Ryan: That’s one of the reasons I really wanted to work on the film. Obviously I wanted the chance to work with who I think is the greatest actor working in Hollywood today, Denzel, and that was a huge impetus, but I just love the idea of this guy slowly being disillusioned by everything he believes in. It’s the slow disintegration of God and Country for him, and that’s what means everything to this guy. Watching that be peeled away slowly, measure by measure by Tobin Frost [Denzel’s character], just kind of feeling that, these days it’s about what we don’t know that’s more terrifying. I liked investigating that kind of world. And Daniel Espinosa, to answer that part of the question, is just a truly gifted filmmaker, so insightful, and a guy who acts like a bit of a thug, but he’s read every book you can imagine and seen every movie you can imagine, and he’s learned from the best, and that’s applied every day to what he does. It’s really a craft for him. Daniel’s the kind of guy you want to buy stock in.

Denzel: Definitely.

Ryan, your character has kind of a “Be careful what you wish for, because you may get it” thing going on. Has that ever happened in your life, where you worked really hard for something, and then you’re smack in the middle of it, saying, “Oh… crap.”

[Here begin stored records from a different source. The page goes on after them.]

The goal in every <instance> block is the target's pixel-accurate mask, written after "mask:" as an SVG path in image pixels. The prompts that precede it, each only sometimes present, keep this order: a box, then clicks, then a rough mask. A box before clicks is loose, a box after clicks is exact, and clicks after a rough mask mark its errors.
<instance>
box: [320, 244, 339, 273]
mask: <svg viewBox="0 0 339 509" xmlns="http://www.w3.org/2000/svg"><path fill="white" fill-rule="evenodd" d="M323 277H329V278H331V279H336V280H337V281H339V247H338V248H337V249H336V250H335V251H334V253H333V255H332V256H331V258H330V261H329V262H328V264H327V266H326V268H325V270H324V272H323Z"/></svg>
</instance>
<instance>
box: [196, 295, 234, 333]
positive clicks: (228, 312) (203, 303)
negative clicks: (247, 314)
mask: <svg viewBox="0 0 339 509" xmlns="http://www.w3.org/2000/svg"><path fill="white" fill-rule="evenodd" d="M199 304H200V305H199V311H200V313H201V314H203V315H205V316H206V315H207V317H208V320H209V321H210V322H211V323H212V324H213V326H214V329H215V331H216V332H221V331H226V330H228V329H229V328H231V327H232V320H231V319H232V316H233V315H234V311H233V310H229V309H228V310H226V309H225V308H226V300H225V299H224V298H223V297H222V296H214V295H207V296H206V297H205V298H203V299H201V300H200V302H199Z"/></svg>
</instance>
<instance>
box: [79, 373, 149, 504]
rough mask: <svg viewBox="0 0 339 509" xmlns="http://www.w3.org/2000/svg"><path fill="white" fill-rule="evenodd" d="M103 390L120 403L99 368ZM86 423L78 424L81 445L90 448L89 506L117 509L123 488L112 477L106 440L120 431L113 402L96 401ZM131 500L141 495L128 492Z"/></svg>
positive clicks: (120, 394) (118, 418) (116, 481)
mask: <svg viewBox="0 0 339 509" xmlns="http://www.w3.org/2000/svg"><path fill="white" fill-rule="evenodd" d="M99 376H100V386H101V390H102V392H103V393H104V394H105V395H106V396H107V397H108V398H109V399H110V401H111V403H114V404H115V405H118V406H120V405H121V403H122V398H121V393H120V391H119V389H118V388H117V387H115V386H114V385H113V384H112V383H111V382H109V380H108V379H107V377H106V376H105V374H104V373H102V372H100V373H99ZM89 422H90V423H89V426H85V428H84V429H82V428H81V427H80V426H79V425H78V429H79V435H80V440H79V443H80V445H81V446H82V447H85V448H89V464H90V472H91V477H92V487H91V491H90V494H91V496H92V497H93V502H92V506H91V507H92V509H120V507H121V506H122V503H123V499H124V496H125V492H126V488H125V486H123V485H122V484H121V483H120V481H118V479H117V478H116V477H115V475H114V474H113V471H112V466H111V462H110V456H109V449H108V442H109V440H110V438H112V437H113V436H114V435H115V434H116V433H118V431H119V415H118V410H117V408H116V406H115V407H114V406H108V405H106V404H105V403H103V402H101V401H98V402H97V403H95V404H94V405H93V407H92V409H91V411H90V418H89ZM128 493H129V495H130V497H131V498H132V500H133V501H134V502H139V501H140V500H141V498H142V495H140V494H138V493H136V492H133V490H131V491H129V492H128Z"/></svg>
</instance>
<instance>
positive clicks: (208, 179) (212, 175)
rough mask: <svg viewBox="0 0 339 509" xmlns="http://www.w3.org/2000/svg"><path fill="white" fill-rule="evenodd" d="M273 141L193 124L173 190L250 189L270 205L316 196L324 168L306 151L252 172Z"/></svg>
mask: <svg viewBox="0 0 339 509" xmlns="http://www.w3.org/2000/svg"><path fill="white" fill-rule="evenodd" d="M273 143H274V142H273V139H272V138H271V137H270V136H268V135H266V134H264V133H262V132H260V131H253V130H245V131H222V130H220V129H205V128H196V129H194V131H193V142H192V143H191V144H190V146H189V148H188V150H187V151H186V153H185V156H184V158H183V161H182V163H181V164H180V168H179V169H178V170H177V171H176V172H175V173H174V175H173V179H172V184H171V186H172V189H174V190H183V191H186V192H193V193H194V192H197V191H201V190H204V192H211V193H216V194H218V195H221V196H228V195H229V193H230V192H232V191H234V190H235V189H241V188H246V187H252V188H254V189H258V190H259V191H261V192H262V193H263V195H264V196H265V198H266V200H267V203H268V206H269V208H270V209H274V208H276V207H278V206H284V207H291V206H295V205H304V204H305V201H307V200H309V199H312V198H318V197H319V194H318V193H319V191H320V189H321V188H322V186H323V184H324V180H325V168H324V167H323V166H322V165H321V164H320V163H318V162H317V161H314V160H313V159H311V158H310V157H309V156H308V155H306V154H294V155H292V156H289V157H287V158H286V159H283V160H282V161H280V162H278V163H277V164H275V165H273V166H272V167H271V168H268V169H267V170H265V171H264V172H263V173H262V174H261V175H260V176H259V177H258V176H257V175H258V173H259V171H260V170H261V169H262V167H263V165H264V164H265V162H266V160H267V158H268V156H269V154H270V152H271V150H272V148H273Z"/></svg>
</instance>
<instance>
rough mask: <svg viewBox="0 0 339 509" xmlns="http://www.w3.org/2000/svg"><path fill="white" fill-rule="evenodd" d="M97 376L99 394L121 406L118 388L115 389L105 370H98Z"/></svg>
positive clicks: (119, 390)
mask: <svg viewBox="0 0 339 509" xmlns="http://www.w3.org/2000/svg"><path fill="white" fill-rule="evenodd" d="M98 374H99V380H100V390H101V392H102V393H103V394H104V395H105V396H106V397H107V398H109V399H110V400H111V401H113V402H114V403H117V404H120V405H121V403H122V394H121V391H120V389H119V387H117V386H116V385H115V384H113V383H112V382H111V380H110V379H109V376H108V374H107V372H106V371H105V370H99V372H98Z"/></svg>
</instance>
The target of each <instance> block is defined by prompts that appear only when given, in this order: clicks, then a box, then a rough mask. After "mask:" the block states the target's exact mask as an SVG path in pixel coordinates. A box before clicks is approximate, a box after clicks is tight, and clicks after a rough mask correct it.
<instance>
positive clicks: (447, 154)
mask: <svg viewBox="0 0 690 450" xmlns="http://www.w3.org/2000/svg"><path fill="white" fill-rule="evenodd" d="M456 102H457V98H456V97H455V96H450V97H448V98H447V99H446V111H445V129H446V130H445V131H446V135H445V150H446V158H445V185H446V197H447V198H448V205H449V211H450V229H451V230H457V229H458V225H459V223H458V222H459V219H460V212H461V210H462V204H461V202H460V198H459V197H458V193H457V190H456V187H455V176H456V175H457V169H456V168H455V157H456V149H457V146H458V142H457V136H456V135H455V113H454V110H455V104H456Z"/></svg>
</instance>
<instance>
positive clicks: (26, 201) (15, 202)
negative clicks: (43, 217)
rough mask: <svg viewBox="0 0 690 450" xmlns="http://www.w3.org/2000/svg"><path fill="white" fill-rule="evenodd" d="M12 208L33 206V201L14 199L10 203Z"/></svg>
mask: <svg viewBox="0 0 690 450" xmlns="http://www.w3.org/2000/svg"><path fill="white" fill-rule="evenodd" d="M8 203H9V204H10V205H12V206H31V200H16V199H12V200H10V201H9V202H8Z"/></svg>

Ryan: Yeah, lots. You want to start with this morning? Yeah, of course, but I’ve also learned what I think is the greatest lesson, and that’s “Who knows what’s good or bad?” Things come along that you really want, and they turn out to be the worst thing in the world, and some of the worst tragedies you could conceive of turn out to be the exact medicine you need at that moment. I’ve learned to have a bit of faith in my cynical ways these days, and it’s softened me in all the right ways.